The Weekly Reflektion 44/2025
Creating realistic scenarios and carrying out full scale tests, modelling and/or simulations is an important factor in learning. Carrying out scenarios requires clear objectives and detailed planning and preparation. Where the scenario is designed to test human and/or organisational factors then the planning team needs to have relevant competence on human and organisational responses. Full scale testing may also lead to destruction of physical elements and therefore there may be a significant cost. Repetition is not acceptable, so you need to get it right first time.

How do you create worthwhile scenarios for learning?
In 2022, about 75,000 car users were injured on UK roads, and nearly 800 car occupants died. 45% of UK drivers exceed the speed limit on British motorways and 24% of fatal crashes involve speeding drivers. 24% of drivers who die on British roads aren’t wearing seatbelts. Nearly 20% of all fatalities were in crashes involving three or more vehicles, also known as a pile-up. Multi-vehicle accidents are poorly understood, and questions about vehicle safety, driver behaviour, and crash dynamics remain largely unanswered because researchers only ever arrive post-crash. Researchers at Cranfield University decided to design and carry out a full-scale test based on a motorway pile-up scenario. This experiment was designed to allow experts to understand how safety systems fare, how drivers react and why some people survive while others don’t.

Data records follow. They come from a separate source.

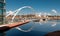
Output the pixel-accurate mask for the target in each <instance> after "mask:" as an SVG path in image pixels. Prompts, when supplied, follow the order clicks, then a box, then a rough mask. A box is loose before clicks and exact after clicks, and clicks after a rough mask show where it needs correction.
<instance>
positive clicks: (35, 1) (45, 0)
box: [6, 0, 60, 12]
mask: <svg viewBox="0 0 60 36" xmlns="http://www.w3.org/2000/svg"><path fill="white" fill-rule="evenodd" d="M22 6H32V7H33V8H34V9H35V10H36V11H37V12H41V11H42V12H51V10H52V9H56V10H57V11H58V12H60V11H59V10H60V8H59V7H60V0H6V9H7V11H9V10H16V9H18V8H20V7H22Z"/></svg>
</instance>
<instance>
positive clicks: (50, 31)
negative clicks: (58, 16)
mask: <svg viewBox="0 0 60 36" xmlns="http://www.w3.org/2000/svg"><path fill="white" fill-rule="evenodd" d="M59 22H60V20H55V21H48V22H47V23H42V24H41V25H40V23H34V22H30V23H27V24H26V25H23V26H19V27H21V28H22V29H28V28H29V27H31V26H32V25H33V26H34V27H33V29H32V30H31V31H30V32H22V31H19V30H17V29H15V28H13V29H11V30H9V31H7V32H6V36H44V35H45V34H47V33H48V32H52V31H57V30H60V23H59ZM54 23H56V24H57V25H56V26H52V24H54Z"/></svg>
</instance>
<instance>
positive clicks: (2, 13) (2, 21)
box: [0, 0, 6, 24]
mask: <svg viewBox="0 0 60 36" xmlns="http://www.w3.org/2000/svg"><path fill="white" fill-rule="evenodd" d="M5 12H6V9H5V0H0V24H3V22H4V16H5Z"/></svg>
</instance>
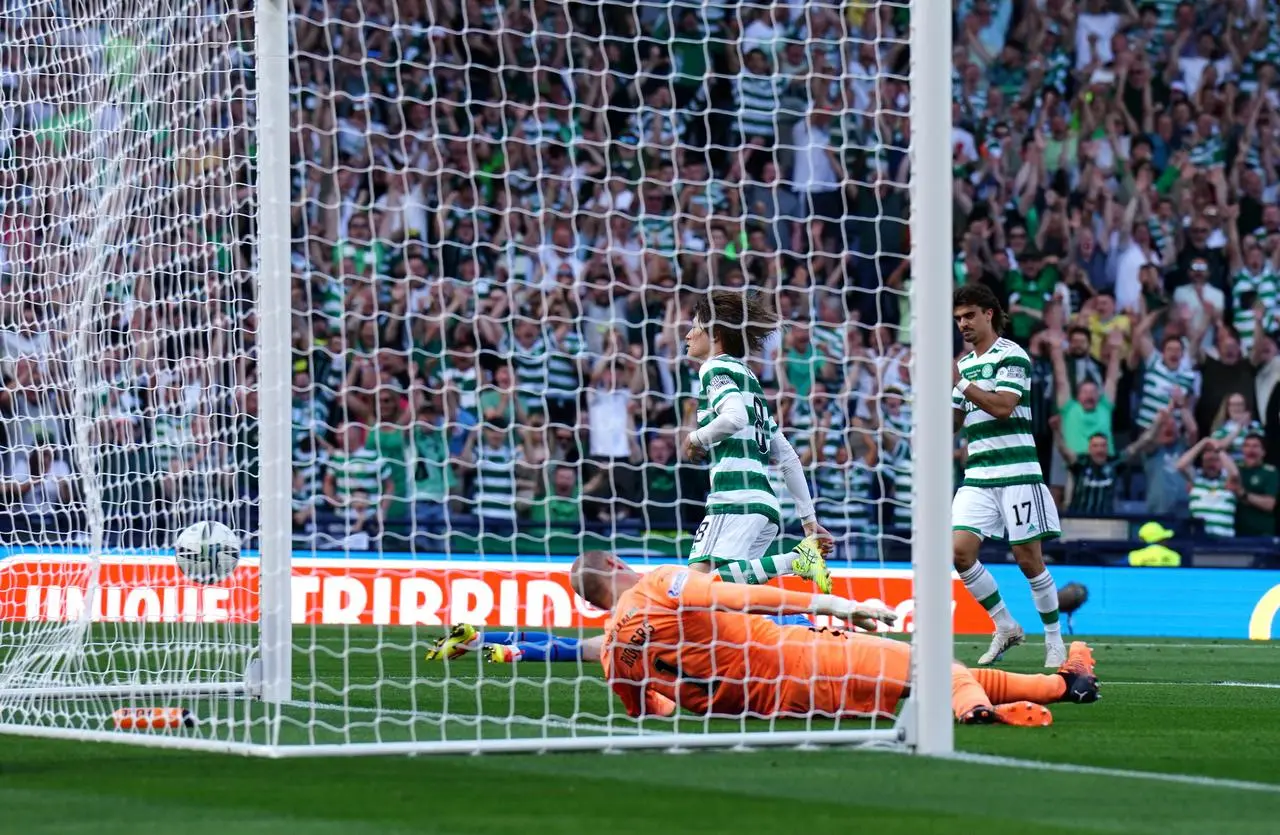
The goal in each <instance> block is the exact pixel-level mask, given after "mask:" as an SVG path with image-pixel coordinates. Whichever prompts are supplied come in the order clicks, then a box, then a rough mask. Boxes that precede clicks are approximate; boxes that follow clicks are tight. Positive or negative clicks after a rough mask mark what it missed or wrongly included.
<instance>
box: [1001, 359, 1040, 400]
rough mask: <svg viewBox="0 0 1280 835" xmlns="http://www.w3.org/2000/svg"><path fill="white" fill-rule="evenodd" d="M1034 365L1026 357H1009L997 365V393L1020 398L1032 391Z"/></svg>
mask: <svg viewBox="0 0 1280 835" xmlns="http://www.w3.org/2000/svg"><path fill="white" fill-rule="evenodd" d="M1030 374H1032V364H1030V360H1028V359H1027V356H1025V355H1023V356H1019V355H1016V353H1014V355H1009V356H1006V357H1005V359H1002V360H1001V361H1000V362H998V364H997V365H996V389H995V391H997V392H1012V393H1015V394H1018V396H1021V394H1025V393H1027V392H1028V391H1030Z"/></svg>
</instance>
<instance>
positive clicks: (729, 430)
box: [685, 289, 832, 592]
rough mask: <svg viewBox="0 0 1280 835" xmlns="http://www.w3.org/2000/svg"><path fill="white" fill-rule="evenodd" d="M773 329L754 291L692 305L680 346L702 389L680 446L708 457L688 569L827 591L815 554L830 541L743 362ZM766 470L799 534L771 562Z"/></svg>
mask: <svg viewBox="0 0 1280 835" xmlns="http://www.w3.org/2000/svg"><path fill="white" fill-rule="evenodd" d="M777 329H778V316H777V314H776V312H774V311H773V307H772V306H771V305H769V304H768V301H765V298H764V297H763V296H760V295H758V293H742V292H735V291H724V289H717V291H712V292H710V293H708V295H705V296H703V297H701V298H700V300H699V301H698V304H696V305H695V306H694V321H692V327H691V328H690V329H689V333H686V334H685V346H686V350H687V352H689V356H690V357H692V359H694V360H699V361H700V362H701V368H700V369H699V371H698V378H699V382H700V384H701V388H700V392H699V394H698V428H696V429H692V430H691V432H690V433H689V435H687V438H686V441H685V456H686V457H687V458H689V460H691V461H700V460H704V458H705V457H708V456H709V457H710V464H712V473H710V482H712V484H710V493H709V494H708V497H707V517H705V519H704V520H703V523H701V524H700V525H699V528H698V531H696V533H695V534H694V546H692V552H691V553H690V556H689V562H690V565H692V566H694V570H696V571H704V572H712V571H713V572H717V574H719V575H721V578H723V579H726V580H730V581H733V583H746V584H759V583H767V581H768V580H771V579H773V578H776V576H780V575H785V574H796V575H799V576H803V578H805V579H809V580H813V581H814V583H815V584H817V587H818V590H820V592H829V590H831V575H829V572H828V571H827V563H826V560H824V558H823V555H824V553H826V552H828V551H829V549H831V546H832V539H831V534H829V533H827V530H826V529H824V528H823V526H822V525H819V524H818V517H817V514H815V512H814V506H813V497H812V494H810V492H809V480H808V476H806V475H805V471H804V465H803V464H801V462H800V457H799V456H797V455H796V451H795V448H794V447H792V446H791V444H790V443H788V442H787V439H786V438H785V437H782V433H781V432H780V429H778V424H777V421H776V420H774V419H773V416H772V415H771V414H769V407H768V403H767V402H765V400H764V389H763V387H762V385H760V382H759V380H758V379H756V377H755V374H754V373H753V371H751V369H750V368H749V366H748V364H746V360H748V357H749V356H750V355H751V353H759V351H760V348H762V347H763V346H764V342H765V339H768V337H769V336H771V334H773V333H776V332H777ZM771 465H777V466H778V467H780V469H781V470H782V476H783V480H785V483H786V487H787V492H788V493H790V494H791V498H792V499H794V501H795V506H796V514H797V515H799V516H800V519H801V521H803V524H804V530H805V540H804V542H803V543H801V544H800V547H797V548H796V549H794V551H791V552H788V553H785V555H774V556H769V551H771V549H773V548H774V544H776V542H777V539H778V534H780V533H781V531H782V512H781V508H780V506H778V497H777V496H776V494H774V492H773V487H772V485H771V484H769V466H771ZM744 557H745V558H744Z"/></svg>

In 2025, researchers at Cranfield University carried out a full-scale motorway pile-up test at the former RAF Machrihanish airfield in Scotland. Eight cars and a 30-ton HGV were modified so that they could be driven remotely. There were eight drivers for the cars including four drivers that were members of the public and who were completely unaware of what was going to happen. The scenario was initiated by the HGV crossing in front of the remotely operated cars. Hundreds of hours of planning and preparation and required experts both in vehicle design and safety systems, and in human performance. 94 cameras and other specialized equipment were deployed to determine how the drivers reacted, and the cars performed. Accident professionals investigated the crash without any prior knowledge of the test which gave the opportunity of assessing the accident investigation methods. The crash produced some interesting results that are described on the Cranfield University website.

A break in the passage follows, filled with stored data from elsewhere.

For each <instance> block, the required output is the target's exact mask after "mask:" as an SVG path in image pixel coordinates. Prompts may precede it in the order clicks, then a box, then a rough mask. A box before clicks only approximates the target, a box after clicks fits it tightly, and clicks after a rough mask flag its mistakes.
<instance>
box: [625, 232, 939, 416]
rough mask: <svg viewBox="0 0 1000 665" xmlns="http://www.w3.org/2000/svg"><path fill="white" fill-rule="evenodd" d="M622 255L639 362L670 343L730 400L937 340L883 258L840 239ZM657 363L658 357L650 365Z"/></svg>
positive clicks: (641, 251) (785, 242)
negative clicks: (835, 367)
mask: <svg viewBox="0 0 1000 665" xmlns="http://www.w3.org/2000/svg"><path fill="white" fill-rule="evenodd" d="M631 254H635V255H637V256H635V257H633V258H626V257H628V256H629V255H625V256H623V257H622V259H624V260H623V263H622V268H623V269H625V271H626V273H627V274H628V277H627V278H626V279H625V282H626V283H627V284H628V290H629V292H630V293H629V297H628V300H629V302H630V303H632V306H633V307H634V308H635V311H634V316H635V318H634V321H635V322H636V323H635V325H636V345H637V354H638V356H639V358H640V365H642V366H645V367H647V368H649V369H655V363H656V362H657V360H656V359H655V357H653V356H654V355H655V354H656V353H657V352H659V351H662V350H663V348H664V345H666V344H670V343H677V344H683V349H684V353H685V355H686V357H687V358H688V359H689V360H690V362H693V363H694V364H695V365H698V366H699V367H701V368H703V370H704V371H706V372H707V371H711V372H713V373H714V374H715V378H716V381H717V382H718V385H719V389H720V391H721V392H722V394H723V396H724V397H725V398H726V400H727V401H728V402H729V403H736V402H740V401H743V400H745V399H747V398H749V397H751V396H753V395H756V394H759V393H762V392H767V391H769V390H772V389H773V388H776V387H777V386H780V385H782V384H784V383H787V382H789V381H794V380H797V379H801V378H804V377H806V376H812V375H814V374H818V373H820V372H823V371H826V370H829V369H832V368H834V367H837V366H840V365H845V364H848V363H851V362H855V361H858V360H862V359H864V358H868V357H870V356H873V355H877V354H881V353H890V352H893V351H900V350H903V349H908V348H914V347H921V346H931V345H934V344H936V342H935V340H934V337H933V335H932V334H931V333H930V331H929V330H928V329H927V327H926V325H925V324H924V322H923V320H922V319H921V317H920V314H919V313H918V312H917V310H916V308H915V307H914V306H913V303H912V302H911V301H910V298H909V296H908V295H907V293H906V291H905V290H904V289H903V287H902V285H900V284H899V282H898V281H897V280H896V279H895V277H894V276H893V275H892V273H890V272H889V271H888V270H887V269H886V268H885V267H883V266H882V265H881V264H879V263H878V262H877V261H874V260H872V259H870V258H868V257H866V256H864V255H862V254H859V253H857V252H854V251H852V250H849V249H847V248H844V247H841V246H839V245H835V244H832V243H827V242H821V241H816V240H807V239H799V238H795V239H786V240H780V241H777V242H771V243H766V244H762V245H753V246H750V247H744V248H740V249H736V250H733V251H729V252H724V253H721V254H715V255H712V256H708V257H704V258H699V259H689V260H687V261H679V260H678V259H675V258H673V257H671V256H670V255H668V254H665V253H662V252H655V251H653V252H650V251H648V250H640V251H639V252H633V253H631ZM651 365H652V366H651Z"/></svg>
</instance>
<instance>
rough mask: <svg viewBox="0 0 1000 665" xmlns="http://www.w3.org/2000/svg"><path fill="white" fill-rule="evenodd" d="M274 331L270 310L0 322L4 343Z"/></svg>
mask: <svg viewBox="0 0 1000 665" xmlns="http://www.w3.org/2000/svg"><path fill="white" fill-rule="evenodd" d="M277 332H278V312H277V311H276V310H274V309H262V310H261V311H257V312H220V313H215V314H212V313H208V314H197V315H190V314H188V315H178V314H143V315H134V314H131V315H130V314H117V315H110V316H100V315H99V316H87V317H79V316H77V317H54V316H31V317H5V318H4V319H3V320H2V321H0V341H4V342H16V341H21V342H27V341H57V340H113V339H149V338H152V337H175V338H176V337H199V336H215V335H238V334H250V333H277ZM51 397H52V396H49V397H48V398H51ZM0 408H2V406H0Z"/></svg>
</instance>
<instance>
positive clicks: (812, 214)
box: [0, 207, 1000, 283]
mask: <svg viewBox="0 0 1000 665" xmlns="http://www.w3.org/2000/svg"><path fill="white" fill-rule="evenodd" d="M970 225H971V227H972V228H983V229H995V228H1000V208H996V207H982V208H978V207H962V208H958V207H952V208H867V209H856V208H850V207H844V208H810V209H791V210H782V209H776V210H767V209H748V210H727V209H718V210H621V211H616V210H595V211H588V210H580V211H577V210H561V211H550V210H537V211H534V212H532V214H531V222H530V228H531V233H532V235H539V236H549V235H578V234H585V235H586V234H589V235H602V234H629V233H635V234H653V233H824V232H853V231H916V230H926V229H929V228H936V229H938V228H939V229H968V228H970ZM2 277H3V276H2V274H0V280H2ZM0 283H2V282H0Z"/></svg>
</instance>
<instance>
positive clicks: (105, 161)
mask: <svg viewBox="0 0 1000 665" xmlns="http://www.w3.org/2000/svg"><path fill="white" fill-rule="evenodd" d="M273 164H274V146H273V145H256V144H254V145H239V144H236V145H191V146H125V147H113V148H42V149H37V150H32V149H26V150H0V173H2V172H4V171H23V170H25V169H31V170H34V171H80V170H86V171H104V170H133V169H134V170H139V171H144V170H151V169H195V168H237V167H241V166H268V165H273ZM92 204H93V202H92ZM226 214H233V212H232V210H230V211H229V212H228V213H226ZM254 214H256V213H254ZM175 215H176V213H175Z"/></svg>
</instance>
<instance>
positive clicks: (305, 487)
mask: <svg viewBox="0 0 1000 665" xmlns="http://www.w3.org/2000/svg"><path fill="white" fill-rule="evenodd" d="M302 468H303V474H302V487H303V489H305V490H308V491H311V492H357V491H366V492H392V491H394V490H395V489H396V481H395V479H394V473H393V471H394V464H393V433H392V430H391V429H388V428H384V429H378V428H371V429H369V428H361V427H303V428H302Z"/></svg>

- Crash forensic investigation is highly accurate. The team managed to pinpoint extraordinary details about the crash, including a freak one in a million occurrence of one car careering under the lorry.

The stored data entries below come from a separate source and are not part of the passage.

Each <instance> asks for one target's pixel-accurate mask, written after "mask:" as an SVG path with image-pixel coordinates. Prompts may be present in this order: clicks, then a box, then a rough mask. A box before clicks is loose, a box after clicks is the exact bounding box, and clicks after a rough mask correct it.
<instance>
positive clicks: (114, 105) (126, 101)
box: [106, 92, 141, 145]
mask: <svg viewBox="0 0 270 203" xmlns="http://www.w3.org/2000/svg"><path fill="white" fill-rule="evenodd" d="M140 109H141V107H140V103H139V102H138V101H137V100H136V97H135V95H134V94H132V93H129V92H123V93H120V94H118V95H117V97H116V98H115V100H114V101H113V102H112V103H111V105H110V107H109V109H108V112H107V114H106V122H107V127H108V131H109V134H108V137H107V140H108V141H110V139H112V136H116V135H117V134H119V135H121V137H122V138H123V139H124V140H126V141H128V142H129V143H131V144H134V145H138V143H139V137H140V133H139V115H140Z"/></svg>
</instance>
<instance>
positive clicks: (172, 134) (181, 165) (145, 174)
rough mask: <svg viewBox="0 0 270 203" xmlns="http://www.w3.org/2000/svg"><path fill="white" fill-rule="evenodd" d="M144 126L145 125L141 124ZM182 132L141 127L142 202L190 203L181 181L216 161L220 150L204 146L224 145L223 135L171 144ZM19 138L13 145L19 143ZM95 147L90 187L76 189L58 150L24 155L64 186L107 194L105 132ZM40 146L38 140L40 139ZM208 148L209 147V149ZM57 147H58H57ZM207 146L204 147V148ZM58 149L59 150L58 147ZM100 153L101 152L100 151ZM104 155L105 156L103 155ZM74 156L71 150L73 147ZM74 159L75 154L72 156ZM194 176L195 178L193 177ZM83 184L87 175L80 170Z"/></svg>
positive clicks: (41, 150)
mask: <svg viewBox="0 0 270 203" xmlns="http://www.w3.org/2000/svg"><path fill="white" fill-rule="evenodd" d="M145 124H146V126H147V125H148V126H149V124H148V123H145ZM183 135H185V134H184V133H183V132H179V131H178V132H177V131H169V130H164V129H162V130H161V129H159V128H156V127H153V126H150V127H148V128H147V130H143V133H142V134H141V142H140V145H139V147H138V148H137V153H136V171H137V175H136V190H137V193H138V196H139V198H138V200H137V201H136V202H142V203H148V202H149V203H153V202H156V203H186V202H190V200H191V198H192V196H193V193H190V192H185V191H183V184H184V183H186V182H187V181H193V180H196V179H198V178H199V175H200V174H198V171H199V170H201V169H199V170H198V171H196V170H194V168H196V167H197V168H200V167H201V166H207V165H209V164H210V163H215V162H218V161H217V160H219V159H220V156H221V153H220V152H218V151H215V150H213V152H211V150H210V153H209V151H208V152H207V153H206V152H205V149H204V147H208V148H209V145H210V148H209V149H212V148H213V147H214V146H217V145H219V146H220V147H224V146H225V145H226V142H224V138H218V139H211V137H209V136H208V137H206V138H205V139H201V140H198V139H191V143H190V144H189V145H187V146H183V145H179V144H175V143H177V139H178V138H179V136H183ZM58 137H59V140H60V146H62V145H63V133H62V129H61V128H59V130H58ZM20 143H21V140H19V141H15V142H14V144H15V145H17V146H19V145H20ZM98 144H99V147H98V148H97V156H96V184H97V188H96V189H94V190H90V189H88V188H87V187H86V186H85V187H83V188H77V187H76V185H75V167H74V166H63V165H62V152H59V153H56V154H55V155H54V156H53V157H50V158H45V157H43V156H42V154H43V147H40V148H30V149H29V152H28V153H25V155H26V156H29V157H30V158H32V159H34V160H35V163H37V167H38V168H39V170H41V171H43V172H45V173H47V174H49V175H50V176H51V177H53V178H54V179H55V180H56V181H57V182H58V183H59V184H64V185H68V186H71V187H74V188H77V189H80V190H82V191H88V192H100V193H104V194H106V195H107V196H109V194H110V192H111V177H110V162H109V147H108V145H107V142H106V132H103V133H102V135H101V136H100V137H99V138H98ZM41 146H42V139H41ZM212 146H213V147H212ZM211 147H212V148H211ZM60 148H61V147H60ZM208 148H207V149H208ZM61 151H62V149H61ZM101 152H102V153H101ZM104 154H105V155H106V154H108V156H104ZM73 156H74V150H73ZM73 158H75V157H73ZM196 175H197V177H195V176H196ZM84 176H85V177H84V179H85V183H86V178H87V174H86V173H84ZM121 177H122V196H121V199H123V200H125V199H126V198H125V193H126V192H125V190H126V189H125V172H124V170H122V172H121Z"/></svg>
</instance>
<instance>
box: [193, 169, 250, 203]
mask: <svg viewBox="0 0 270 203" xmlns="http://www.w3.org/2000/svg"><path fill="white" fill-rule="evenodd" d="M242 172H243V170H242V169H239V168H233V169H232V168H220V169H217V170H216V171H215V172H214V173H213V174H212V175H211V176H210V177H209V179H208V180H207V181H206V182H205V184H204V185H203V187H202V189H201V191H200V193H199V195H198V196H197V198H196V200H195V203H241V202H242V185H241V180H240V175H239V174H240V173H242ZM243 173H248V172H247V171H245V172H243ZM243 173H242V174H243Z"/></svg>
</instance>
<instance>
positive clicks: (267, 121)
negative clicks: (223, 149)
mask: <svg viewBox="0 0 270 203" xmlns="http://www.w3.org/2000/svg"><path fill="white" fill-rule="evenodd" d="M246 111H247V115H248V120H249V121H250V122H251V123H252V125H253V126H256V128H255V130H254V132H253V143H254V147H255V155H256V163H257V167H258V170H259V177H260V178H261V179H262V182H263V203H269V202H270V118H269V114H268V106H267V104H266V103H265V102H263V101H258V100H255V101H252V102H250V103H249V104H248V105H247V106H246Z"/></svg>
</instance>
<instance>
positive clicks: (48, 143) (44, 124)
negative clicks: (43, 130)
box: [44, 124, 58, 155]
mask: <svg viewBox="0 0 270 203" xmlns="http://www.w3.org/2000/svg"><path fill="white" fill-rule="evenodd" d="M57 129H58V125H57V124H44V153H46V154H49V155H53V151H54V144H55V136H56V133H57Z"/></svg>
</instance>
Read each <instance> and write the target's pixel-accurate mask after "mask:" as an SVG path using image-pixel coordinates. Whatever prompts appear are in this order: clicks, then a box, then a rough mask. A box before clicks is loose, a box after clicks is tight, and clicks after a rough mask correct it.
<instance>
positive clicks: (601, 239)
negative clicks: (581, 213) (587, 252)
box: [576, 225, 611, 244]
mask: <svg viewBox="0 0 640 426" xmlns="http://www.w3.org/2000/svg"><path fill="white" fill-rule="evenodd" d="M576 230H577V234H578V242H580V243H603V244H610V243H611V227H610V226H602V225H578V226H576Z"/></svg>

- Crumple zones work – despite a massive rear shunt from a white van, the Prius electric battery remained intact thanks to crumple zones. Others’ lives were saved by them.
- Air bags might not deploy depending on where the vehicle is hit, leading to disastrous consequences.
- Safety systems struggle with multiple impacts – crumple zones and airbags in the Dodge did little after the first or second impact.
- A panicked driver isn’t rational – despite coming to a stop safely, one of the drivers then accelerated into the lorry.
- High driving position enables earlier response to events ahead – as shown by the measured braking of the utility vehicle.
- The hard shoulder is a dangerous place to be – any drivers or passengers in the cars on our hard shoulder would most likely have lost their lives.
The development of the pile-up scenario and the work to test this scenario in a full-scale test provided valuable insight into both vehicle and human performance. There is now a basis for developing measures that will reduce the risk associated with driving on motorways.